First some definitions.

For a Polish space $X$ by $P(X)$ we denote the space of all $\sigma$-additive Borel probability measures on $X$. The space $P(X)$ carries a Polish topology generated by the subbase consisting of the sets $\{\mu\in P(X):\mu(U)>a\}$ where $U$ is an open set in $X$ and $a\in\mathbb R$.

A subset $A$ of an Abelian Polish group $X$ is called *Haar-null* if there exists a measure $\mu\in P(X)$ such that $\mu(A+x)=0$ for all $x\in X$. In this case the set of test measures
$$T(A)=\{\mu\in P(X):\forall x\in X\;\mu(A+x)=0\}$$ is not empty.

Dodos proved that for an analytic subset $A$ of an Abelian Polish group $X$ the following trichotomy holds:

$\bullet$ $T(A)$ is empty;

$\bullet$ $T(A)$ is meager and dense in $P(X)$;

$\bullet$ $T(A)$ is comeager in $P(X)$.

A subset $A$ of a Polish group $X$ is called *generically Haar-null* if its set of test measures $T(A)$ is comeager in $P(X)$. So, a generic measure on $X$ witnesses that $A$ is Haar-null.

Dodos proved that each $\sigma$-compact Haar-null set in an Abelian Polish group $X$ is generically Haar-null and each analytic generically Haar-null set in $X$ is meager and Haar-null.

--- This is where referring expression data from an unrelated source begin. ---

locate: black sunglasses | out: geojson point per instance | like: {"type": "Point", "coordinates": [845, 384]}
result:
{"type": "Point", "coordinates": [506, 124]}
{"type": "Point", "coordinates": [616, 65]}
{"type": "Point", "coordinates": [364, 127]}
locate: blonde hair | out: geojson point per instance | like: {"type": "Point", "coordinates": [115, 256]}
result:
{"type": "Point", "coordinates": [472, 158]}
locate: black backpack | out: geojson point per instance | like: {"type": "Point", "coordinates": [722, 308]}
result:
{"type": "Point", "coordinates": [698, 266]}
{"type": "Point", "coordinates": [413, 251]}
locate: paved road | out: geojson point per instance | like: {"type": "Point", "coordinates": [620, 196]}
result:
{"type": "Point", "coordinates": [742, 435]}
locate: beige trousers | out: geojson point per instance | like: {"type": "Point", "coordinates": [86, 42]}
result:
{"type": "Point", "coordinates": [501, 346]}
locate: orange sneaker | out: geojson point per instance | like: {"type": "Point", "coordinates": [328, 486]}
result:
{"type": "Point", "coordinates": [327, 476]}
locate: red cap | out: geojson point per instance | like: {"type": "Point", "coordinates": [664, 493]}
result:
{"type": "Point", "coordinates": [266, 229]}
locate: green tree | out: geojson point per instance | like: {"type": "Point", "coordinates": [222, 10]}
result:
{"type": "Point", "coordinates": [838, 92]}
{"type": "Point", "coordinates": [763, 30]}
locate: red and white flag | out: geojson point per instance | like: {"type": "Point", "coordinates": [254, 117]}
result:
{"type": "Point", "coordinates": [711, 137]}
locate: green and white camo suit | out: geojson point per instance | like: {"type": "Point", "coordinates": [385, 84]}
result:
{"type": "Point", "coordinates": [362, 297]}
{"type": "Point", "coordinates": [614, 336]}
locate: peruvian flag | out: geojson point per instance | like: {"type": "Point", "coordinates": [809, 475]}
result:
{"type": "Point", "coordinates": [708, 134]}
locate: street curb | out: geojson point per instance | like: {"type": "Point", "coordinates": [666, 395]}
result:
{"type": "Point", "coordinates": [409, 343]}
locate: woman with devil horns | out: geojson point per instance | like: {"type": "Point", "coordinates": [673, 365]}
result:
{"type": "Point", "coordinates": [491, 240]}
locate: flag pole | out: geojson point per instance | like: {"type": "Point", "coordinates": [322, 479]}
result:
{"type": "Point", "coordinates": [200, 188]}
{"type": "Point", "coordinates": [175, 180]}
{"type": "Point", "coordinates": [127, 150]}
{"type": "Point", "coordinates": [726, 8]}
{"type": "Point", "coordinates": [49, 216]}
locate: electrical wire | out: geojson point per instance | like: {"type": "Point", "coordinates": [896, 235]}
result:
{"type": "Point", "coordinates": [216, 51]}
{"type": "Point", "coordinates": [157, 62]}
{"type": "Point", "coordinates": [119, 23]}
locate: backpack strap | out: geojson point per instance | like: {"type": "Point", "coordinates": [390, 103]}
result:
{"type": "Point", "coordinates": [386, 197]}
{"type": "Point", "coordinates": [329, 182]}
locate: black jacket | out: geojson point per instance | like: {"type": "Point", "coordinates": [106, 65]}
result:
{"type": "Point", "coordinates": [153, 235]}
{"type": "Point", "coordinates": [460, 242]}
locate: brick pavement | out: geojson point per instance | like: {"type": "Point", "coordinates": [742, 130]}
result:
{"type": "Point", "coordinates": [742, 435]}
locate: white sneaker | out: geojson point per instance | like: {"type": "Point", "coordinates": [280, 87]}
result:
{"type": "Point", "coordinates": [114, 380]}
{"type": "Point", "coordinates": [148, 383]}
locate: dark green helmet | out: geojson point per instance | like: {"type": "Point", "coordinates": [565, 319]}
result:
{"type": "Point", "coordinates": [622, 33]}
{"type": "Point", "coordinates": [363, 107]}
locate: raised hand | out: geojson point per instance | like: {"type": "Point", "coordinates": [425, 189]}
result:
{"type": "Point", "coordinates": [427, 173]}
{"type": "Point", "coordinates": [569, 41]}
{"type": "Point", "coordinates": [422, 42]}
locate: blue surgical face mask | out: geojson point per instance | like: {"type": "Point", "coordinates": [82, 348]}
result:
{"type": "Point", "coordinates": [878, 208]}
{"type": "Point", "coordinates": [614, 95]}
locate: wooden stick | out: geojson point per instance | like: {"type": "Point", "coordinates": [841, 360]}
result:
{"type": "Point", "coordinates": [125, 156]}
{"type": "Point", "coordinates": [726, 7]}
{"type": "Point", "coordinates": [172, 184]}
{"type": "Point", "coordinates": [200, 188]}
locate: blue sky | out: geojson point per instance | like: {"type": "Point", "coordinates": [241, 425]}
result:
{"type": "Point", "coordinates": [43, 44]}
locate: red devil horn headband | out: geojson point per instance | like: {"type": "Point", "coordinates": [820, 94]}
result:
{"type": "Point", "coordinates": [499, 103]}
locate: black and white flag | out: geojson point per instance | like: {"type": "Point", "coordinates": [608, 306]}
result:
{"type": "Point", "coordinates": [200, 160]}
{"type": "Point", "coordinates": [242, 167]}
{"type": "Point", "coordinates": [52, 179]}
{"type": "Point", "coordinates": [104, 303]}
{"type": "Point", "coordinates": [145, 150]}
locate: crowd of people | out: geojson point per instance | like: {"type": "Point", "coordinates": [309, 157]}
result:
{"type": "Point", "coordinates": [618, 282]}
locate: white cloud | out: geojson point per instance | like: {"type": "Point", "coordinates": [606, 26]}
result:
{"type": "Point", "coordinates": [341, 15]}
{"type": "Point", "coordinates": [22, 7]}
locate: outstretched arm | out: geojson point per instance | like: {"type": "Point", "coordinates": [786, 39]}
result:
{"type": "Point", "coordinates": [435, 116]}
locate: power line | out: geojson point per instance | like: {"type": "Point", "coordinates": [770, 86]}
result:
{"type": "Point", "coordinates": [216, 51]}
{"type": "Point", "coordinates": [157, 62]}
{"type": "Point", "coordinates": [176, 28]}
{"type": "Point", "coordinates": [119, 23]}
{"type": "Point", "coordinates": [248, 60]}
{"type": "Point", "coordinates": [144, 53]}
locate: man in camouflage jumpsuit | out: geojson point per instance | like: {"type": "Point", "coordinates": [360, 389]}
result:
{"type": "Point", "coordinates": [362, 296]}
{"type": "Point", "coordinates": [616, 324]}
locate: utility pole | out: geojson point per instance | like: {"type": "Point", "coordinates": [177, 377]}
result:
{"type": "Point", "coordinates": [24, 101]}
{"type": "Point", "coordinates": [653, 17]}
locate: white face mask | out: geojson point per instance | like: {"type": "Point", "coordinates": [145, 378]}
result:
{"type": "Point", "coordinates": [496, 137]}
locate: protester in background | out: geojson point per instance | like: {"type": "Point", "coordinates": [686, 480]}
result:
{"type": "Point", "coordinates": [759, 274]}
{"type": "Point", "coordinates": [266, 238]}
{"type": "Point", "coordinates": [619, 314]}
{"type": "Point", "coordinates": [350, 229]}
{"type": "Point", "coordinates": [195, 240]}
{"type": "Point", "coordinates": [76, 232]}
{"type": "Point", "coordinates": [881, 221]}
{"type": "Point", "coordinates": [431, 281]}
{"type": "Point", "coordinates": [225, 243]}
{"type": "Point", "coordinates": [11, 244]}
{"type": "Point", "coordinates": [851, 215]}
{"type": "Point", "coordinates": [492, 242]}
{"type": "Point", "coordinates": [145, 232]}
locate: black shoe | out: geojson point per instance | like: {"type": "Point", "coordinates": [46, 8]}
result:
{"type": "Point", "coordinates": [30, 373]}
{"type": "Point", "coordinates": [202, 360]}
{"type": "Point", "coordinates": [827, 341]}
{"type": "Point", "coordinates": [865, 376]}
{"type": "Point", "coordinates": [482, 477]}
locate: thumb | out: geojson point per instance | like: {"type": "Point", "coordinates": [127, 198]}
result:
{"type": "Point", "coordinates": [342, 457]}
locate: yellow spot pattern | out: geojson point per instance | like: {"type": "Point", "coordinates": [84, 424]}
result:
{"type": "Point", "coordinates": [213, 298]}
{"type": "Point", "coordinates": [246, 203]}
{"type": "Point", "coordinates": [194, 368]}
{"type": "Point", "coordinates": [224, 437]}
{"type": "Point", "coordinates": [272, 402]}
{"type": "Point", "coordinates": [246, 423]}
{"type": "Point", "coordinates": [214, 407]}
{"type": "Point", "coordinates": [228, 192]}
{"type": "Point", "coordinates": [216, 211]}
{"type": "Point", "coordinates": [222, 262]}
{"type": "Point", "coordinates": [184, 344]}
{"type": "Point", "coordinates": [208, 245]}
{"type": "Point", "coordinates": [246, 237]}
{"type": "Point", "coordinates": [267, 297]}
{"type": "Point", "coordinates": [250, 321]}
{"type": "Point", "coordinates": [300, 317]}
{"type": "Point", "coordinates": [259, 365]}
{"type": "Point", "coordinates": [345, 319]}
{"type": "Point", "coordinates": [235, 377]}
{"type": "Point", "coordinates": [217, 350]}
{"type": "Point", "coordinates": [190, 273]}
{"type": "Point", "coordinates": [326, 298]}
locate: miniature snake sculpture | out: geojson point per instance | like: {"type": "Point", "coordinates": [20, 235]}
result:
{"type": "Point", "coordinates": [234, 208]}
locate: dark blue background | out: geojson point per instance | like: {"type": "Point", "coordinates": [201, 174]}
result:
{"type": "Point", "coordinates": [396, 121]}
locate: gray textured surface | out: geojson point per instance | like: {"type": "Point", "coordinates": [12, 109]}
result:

On the other hand, a Borel subset of a locally compact Abelian Polish group is Haar-null if and only if its Haar measure is zero. In particular, a Borel subset of the real line is Haar-null if and only if its Lebesgue measure is zero.

To my own surprise I cannot neither prove nor disprove the following conjectures.

**Conjecture 1.** The real line contains a Borel generically Haar-null set, which cannot be covered by countably many compact Haar-null sets.

**Conjecture 2.** The real line contains a meager Haar-null Borel subset which is not generically Haar-null.